一つ目の食は、東海大学での食道疾患に関する診療、教育、研究です。昨年、ご逝去された三富利夫教授のもと、また、現在、八王子病院の総病院長をされている幕内博康教授のもと20年以上、あらゆる食道疾患の診断、治療について勉強をさせていただくことができました。食道は、その名の通り口腔から胃までの食物の通り道です。単純な臓器にみえますが、食道癌の診断と治療には、未開拓地が沢山あります。食道癌の診断から治療は一貫してあるべきと指導されてきました。診断の結果から個々の症例に対し、どのような治療法が最も適しているか選択しなくてなりません。
 昨今、多く疾患に対する治療ガイドラインなるものが出されています。しかし、これらガイドラインに従えば、意図も簡単に最適な治療指針を選択できる分けではありません。実臨床では、症例により併存疾患やリスク、また家庭環境や社会的な状況も大きく異なります。これらも治療方針の決定には欠かせない大切な要因です。画一的に物事を決めると誤りが生じます。自分の両親や家族にも受けさせたい治療かどうかを振り返る必要があります。ガイドラインなる物を盲信し、盲従することのないようにしなくてはなりません。人生のガイドラインなるものは存在するのでしょうか。きっと両親や先輩や後輩、友人など自分を取り巻く多くの人々から影響をうけ、各自が作成し、より良く改定されることが期待されます。

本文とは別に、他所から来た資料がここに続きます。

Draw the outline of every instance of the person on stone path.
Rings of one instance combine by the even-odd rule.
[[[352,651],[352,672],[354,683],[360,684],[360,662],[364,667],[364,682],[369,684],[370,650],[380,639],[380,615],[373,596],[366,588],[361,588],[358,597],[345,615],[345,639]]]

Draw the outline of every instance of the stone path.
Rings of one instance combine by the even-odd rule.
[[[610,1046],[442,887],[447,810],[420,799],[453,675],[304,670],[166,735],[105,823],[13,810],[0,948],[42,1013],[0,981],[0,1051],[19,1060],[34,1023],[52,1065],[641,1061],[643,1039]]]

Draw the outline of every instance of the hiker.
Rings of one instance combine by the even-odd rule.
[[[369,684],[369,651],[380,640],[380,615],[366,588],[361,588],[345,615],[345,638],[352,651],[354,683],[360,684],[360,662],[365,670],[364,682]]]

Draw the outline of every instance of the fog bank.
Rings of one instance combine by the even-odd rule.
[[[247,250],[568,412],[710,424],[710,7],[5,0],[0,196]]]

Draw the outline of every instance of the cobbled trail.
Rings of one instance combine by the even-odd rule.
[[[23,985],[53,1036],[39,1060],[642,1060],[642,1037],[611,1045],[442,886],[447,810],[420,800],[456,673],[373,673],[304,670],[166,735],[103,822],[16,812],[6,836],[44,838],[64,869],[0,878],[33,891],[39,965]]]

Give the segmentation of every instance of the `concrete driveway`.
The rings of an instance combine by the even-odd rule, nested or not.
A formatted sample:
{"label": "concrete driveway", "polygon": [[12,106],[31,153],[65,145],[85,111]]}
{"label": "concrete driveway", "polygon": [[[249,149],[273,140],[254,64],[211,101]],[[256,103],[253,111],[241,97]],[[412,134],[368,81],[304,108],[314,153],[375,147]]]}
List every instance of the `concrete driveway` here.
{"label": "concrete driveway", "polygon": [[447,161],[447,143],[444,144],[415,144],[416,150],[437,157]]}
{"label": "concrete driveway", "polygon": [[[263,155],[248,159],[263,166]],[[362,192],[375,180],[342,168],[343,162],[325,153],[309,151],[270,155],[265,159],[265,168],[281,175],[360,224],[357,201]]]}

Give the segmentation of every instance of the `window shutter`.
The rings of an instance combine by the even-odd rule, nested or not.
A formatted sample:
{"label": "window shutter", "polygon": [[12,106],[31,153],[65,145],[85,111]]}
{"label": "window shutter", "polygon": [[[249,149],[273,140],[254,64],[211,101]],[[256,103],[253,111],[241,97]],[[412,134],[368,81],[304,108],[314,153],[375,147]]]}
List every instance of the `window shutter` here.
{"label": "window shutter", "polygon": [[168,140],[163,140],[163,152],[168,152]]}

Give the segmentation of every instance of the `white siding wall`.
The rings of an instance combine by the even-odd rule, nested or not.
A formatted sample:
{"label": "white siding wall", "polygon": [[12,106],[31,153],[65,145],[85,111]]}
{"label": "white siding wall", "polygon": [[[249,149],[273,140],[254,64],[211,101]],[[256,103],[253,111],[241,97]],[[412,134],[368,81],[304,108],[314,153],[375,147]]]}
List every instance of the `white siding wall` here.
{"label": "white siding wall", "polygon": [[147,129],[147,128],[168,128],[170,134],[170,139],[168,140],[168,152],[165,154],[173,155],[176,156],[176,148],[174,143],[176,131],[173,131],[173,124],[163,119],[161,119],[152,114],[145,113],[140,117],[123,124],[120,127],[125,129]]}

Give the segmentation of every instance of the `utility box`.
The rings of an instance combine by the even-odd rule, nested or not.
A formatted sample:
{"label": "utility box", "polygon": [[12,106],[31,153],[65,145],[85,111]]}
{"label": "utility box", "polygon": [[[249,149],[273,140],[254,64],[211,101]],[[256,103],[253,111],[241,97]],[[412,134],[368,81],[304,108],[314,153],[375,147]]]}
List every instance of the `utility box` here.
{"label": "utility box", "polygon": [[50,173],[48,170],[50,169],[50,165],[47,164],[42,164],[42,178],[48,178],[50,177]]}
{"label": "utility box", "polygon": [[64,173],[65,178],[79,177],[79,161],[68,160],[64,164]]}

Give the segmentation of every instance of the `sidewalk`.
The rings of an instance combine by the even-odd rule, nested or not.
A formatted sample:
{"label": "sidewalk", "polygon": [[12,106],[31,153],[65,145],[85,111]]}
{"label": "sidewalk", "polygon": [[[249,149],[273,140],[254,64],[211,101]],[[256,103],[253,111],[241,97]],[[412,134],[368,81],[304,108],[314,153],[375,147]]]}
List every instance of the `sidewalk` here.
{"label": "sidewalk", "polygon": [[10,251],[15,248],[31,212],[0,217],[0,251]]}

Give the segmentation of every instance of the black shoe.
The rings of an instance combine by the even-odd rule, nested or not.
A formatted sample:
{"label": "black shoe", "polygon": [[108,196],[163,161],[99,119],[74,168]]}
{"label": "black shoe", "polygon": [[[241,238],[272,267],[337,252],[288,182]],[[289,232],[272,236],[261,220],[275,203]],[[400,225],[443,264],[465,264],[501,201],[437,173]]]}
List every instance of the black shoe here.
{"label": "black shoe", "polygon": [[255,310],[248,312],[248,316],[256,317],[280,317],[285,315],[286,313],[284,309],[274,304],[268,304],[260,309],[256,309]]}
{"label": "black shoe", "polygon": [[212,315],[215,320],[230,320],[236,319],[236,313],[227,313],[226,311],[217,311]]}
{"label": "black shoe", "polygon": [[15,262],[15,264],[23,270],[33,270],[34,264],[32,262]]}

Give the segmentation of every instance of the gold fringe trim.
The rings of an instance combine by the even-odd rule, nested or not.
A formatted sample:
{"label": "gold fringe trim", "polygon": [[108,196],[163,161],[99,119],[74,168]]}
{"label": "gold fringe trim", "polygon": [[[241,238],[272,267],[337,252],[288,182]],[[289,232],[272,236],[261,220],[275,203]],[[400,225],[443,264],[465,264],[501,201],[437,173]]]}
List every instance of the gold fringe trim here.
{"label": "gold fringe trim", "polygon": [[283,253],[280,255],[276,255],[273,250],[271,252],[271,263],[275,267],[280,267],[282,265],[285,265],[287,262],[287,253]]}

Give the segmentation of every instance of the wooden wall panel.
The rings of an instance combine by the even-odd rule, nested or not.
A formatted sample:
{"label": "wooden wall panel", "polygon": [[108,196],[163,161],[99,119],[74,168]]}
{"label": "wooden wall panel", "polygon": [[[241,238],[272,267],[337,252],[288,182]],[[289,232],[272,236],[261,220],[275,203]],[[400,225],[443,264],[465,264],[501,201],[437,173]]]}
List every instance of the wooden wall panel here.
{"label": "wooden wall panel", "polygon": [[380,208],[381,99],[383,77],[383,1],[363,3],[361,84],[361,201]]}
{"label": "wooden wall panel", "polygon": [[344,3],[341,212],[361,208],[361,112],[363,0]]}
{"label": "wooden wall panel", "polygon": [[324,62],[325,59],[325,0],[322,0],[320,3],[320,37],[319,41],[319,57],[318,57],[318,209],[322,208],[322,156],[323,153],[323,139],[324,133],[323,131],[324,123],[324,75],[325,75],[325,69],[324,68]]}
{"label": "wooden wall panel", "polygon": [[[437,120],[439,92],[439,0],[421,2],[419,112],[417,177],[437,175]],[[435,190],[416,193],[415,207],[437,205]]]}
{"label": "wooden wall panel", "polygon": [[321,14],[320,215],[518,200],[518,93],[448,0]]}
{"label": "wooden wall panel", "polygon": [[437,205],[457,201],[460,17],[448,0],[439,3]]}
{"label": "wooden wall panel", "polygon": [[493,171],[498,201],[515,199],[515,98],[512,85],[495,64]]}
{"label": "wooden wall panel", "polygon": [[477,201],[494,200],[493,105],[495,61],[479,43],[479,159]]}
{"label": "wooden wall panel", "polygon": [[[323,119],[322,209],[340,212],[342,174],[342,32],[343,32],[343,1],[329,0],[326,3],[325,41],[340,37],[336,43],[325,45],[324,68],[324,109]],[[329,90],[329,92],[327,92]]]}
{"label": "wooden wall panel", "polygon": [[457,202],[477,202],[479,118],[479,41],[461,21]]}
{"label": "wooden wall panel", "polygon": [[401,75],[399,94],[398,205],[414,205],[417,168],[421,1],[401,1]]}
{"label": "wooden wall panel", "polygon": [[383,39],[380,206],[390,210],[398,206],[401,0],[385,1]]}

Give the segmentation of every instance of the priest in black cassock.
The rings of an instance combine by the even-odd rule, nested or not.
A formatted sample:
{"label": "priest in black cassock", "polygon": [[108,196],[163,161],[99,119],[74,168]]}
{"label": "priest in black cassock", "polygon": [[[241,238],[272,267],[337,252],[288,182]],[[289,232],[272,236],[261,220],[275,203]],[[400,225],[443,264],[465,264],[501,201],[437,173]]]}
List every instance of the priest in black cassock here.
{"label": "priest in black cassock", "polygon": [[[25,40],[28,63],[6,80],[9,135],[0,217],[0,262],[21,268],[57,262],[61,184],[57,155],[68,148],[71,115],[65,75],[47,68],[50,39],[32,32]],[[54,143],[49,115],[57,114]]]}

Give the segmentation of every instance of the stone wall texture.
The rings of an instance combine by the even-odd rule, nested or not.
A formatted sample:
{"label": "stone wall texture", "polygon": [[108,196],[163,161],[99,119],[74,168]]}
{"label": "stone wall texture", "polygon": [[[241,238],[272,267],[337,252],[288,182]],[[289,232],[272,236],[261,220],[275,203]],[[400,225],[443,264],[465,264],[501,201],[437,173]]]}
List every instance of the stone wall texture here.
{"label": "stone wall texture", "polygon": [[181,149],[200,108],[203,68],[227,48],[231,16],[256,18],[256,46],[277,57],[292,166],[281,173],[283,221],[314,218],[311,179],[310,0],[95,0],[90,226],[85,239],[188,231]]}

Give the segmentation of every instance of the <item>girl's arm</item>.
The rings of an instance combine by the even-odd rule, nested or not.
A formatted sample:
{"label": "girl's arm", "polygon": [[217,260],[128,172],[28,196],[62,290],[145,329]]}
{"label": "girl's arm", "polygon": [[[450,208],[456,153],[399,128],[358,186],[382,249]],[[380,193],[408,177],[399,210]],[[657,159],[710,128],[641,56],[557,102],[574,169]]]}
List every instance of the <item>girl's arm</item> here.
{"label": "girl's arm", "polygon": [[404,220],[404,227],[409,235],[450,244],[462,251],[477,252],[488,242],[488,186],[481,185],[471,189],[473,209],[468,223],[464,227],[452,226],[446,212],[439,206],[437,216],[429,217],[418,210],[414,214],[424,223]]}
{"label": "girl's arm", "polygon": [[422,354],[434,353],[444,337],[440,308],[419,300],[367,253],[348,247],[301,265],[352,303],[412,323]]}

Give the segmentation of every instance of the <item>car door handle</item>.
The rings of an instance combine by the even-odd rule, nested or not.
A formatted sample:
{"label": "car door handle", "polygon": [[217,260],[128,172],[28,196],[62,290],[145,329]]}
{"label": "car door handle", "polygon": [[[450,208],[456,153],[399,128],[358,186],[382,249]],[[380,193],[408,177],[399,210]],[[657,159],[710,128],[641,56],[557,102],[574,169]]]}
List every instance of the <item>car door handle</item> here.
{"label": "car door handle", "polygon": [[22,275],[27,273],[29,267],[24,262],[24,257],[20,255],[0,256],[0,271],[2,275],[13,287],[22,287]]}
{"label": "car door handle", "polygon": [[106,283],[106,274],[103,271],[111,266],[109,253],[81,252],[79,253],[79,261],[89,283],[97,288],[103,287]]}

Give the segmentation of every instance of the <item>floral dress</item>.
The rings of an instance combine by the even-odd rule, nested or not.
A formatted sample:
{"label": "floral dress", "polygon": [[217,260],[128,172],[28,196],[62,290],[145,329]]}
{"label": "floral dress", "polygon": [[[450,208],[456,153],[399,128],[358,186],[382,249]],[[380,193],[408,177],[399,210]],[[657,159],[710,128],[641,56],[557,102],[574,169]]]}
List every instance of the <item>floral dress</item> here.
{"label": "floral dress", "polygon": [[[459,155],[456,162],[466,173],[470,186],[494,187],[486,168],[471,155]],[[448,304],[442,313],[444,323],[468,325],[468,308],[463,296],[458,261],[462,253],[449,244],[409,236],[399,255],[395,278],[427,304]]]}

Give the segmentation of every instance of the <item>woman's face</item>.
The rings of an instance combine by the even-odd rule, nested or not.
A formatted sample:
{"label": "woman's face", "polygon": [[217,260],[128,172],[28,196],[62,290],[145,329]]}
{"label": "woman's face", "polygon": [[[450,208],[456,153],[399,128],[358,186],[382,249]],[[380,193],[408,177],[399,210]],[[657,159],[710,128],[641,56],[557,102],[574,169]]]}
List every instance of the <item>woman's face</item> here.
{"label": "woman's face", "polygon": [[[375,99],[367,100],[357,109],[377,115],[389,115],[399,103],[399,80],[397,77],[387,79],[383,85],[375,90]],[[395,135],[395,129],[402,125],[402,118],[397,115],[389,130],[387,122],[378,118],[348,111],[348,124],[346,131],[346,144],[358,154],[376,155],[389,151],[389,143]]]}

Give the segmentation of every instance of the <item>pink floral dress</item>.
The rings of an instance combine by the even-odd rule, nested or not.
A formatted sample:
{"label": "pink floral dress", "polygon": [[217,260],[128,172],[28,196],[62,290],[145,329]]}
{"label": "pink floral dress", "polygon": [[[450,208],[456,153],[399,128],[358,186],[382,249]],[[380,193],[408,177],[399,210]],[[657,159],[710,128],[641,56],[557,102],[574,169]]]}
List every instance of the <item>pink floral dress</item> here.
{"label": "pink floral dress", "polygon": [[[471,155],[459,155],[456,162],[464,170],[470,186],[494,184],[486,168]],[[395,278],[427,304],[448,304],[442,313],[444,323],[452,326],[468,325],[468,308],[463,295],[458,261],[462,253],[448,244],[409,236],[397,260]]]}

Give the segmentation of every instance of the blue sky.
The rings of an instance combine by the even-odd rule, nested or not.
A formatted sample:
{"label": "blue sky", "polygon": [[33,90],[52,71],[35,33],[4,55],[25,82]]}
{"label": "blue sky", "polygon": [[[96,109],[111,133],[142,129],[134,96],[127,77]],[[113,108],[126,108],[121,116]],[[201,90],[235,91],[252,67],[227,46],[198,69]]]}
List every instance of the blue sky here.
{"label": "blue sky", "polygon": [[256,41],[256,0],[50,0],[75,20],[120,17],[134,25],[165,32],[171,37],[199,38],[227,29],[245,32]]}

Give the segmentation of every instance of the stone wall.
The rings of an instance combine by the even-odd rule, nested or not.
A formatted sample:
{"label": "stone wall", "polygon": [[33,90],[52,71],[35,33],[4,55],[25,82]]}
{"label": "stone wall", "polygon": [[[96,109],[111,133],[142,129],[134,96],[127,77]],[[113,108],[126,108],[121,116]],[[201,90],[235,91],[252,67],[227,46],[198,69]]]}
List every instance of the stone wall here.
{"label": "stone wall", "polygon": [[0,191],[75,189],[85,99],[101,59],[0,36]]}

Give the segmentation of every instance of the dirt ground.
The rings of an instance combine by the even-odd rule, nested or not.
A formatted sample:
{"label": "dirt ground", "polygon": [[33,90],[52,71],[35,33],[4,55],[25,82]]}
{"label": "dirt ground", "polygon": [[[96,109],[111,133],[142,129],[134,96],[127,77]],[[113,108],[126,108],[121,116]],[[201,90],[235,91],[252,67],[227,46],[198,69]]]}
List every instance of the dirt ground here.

 さて、二つ目の食は食事です。私、食事にはとても興味があります。素材の旨みにこだわり、美味しく食べられる日々に感謝しています。健康であれば、食事に対する感謝の念は薄らぐと思います。しかし、食事ができなくなる状況は、多くの疾患で頻繁に遭遇します。食事が出来なくなれば、生きるためには何らかの方法で栄養補給を受けなくてはなりません。実際には点滴か経管栄養になります。本年、1月の「私の視点」という新聞のコラムで「終末期医療 安易な胃瘻はやめて」が掲載されました。食にこだわり、日常診療でも胃瘻造設に関係している者として関心を引くものでした。意識も低下して食べられなくなったら寿命なのでしょうか? 急性期病院では、脳卒中の治療が終わると、在院日数短縮のため胃瘻を造設し、療養型施設への早期退院を促すと指摘していました。問題は複雑で議論も多い点と思われます。皆様はどのようにお考えでしょうか。
 巻頭言のタイトルですが、私は、良い意味での“こだわり”は大いに持つべきと考えております。
星医会に所属する医師として、また理事の1人としても“こだわり”を持ち、画一的なものに盲従することなく、今後のさらなる東海大学医学部と星医会の発展に少しでもお役に立てればと思います。